Blog tagged design

Tuples and function types

Tuples

Ceylon is getting tuples in the next version. For those who don´t know what a tuple is, it´s a bit like a struct in C: a finite sequence of heterogeneous typed elements values, with no methods (unlike a class) and no names (unlike C structures). But let´s start with an example.
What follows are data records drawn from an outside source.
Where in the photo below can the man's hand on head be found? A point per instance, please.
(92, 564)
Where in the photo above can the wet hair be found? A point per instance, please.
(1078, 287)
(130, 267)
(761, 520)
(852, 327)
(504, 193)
In Ceylon, [1, 2.0, "Hello"] is a tuple value of size 3 with type [Integer, Float, String]. Now let´s see a more useful example:

// convert a sequence of strings into a sequence of tuples with size, string
// and number of uppercase letters
Iterable<[Integer,String,Integer]> results = 
    {"Merry Christmas", "Happy Cheesy Holidays"}
        .map((String s) [s.size, s, s.count((Character c) c.uppercase)]);
for([Integer,String,Integer] result in results){
    Integer size = result[0];
    String s = result[1];
    Integer uppercaseLetters = result[2];
    print("Size: " size ", for: '" s "', uppercase letters: " uppercaseLetters "");
}

Which outputs:

Size: 15, for: 'Merry Christmas', uppercase letters: 2
Size: 21, for: 'Happy Cheesy Holidays', uppercase letters: 3

As you can see, you can access each tuple element using the Correspondence.item syntax sugar result[i], and that's because our Tuple type satisfies Sequence, underneath.

You may ask, but then what is the sequence type of a [Integer, String, Integer] tuple, then? Easy: it´s Sequencial<Integer|String>.

Then how do we possibly know that result[2] is an Integer and not an Integer|String? Well, that´s again syntactic sugar.

You see, our Tuple type is defined like this:

shared class Tuple<out Element, out First, out Rest>(first, rest)
        extends Object()
        satisfies Sequence<Element>
        given First satisfies Element
        given Rest satisfies Element[] {

    shared actual First first;
    shared actual Rest rest;

    // ...
}

So a tuple is just a sort of elaborate cons-list and result[2] is syntactic sugar for result.rest.rest.first, which has type Integer.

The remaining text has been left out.